If you do insist on driving to Pisa, it's a good idea to take advantage of the large parking lot close to the airport. From there, you can take the PisaMover to the train station or jump on the red LAM bus to take you all the way to the famous Tower along with other destinations. Having a car can make for a useful way to explore the rest of Tuscany on your trip, but it's better where possible to park it outside the city and visit Pisa via public transit or on your own two feet.
Can I get around Pisa on foot?
The ancient cities of Tuscany long predate cars and taxis, so they are generally highly walkable. This is certainly true of Pisa. You can pick up maps at the tourist office or embark on a guided tour if you want to know where the best places in Pisa are. Alternatively, download a map to your phone and find your own way through town. In many ways, strolling through Pisa and letting yourself get lost is one of the most enjoyable things to do. Wandering through the city center will expose you to some of the best shopping in Pisa as well as excellent food and all the historic monuments of the city. Plus, an evening stroll along the Arno River with some gelato handy is hard to beat and will give you an unforgettable experience of Tuscany.
Another option to get around town is by taking advantage of bike rentals. Bikes are an ideal method for getting around this crowded town, and you'll be getting some exercise while you explore. Or if you really want adventure, you could rent a Vespa scooter and travel through the city in true Italian style. Pisa's small size makes it ideal for exploring on two wheels, with iconic locations like the Ponte di Mezzo only four minutes by bike from the Leaning Tower.
Whether you choose to bike or walk during your visit, you'll find it a great way to keep the cost down while you explore this region of Tuscany. And traveling at street level means you can stop off wherever you feel like and explore that quirky store, cool cafe, or delicious-looking restaurant whenever you feel like it.
From the moment you arrive in Pisa, you'll soon see it isn't hard to get around town.
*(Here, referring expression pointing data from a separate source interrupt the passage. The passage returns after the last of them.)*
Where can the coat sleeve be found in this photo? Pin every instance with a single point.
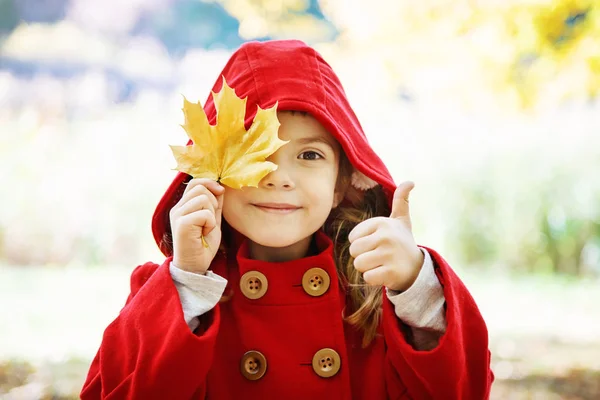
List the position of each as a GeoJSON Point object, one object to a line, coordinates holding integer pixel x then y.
{"type": "Point", "coordinates": [458, 367]}
{"type": "Point", "coordinates": [149, 351]}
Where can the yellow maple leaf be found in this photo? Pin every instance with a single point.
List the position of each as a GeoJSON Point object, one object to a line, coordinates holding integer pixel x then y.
{"type": "Point", "coordinates": [226, 152]}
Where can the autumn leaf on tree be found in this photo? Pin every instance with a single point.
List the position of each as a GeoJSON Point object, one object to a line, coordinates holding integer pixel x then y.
{"type": "Point", "coordinates": [226, 152]}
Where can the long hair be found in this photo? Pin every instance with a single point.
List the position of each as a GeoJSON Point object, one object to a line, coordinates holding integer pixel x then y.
{"type": "Point", "coordinates": [365, 301]}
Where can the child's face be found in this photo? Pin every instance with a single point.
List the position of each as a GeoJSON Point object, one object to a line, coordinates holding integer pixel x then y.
{"type": "Point", "coordinates": [293, 202]}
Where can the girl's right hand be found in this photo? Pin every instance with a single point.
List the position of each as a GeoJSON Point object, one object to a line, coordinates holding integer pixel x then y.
{"type": "Point", "coordinates": [198, 213]}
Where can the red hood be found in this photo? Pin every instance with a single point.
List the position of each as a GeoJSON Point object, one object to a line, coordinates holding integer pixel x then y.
{"type": "Point", "coordinates": [296, 76]}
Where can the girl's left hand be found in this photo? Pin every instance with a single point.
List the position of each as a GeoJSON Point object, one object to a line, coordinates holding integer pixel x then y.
{"type": "Point", "coordinates": [384, 248]}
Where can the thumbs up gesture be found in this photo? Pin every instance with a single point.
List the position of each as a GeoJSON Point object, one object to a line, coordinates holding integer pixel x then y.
{"type": "Point", "coordinates": [384, 249]}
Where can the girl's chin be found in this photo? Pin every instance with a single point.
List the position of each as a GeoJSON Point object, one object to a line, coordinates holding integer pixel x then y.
{"type": "Point", "coordinates": [276, 242]}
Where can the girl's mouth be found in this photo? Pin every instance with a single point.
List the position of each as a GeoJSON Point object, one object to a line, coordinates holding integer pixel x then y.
{"type": "Point", "coordinates": [277, 208]}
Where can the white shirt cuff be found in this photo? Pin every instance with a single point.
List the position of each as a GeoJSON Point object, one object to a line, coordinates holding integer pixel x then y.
{"type": "Point", "coordinates": [421, 306]}
{"type": "Point", "coordinates": [198, 293]}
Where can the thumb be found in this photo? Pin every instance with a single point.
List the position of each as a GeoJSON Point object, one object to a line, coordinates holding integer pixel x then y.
{"type": "Point", "coordinates": [400, 207]}
{"type": "Point", "coordinates": [219, 210]}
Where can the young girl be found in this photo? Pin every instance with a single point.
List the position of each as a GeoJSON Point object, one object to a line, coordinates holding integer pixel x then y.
{"type": "Point", "coordinates": [311, 285]}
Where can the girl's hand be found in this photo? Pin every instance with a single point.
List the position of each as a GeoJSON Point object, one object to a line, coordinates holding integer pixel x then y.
{"type": "Point", "coordinates": [384, 249]}
{"type": "Point", "coordinates": [197, 214]}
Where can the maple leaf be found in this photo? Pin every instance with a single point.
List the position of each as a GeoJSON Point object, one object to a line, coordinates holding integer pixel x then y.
{"type": "Point", "coordinates": [226, 152]}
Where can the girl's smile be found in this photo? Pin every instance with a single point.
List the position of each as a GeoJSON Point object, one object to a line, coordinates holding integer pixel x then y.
{"type": "Point", "coordinates": [277, 208]}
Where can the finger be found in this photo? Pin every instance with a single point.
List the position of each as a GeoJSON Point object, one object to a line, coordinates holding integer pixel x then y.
{"type": "Point", "coordinates": [201, 202]}
{"type": "Point", "coordinates": [368, 261]}
{"type": "Point", "coordinates": [365, 228]}
{"type": "Point", "coordinates": [204, 219]}
{"type": "Point", "coordinates": [219, 209]}
{"type": "Point", "coordinates": [400, 207]}
{"type": "Point", "coordinates": [213, 186]}
{"type": "Point", "coordinates": [378, 276]}
{"type": "Point", "coordinates": [363, 245]}
{"type": "Point", "coordinates": [198, 190]}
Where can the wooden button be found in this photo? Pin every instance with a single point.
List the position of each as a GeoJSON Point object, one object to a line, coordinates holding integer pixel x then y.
{"type": "Point", "coordinates": [253, 365]}
{"type": "Point", "coordinates": [254, 285]}
{"type": "Point", "coordinates": [316, 281]}
{"type": "Point", "coordinates": [326, 363]}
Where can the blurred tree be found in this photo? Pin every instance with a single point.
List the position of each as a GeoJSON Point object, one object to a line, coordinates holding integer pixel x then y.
{"type": "Point", "coordinates": [191, 23]}
{"type": "Point", "coordinates": [302, 19]}
{"type": "Point", "coordinates": [9, 17]}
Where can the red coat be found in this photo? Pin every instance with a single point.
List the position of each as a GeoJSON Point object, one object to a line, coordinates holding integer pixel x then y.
{"type": "Point", "coordinates": [149, 352]}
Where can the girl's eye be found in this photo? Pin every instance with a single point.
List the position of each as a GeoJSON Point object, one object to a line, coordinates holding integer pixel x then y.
{"type": "Point", "coordinates": [310, 155]}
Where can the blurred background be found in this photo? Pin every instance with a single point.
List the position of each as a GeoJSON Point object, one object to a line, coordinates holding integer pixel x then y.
{"type": "Point", "coordinates": [491, 106]}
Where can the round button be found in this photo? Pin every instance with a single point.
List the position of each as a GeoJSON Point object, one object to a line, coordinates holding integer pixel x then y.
{"type": "Point", "coordinates": [254, 285]}
{"type": "Point", "coordinates": [253, 365]}
{"type": "Point", "coordinates": [316, 281]}
{"type": "Point", "coordinates": [326, 363]}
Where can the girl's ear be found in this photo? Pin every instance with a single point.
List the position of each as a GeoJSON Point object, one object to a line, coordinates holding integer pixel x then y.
{"type": "Point", "coordinates": [338, 196]}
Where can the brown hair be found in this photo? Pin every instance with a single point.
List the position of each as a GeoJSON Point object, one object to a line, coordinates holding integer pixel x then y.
{"type": "Point", "coordinates": [364, 309]}
{"type": "Point", "coordinates": [365, 301]}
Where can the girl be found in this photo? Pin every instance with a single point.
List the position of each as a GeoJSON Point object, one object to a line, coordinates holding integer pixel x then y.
{"type": "Point", "coordinates": [312, 284]}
Choosing centrally located accommodation certainly makes it easier, but the town is small enough that you can get to just about anywhere from anywhere else. Bus and train fares are reasonably priced, too, but walking through the city is free, and in many ways is the best option for getting around.
Whether your trip to Pisa is part of a larger exploration of Florence and Tuscany or you've come to Pisa just to see this particular city, you'll find it's a place literally designed for walking. So drop off your bags at a Bounce luggage storage in Pisa and set yourself on course for a great trip. Once you've captured that obligatory Leaning Tower photo, you'll find this often underrated city has plenty to offer. And being as easy to get around as Pisa means you won't have to worry about navigating your way through this charming location.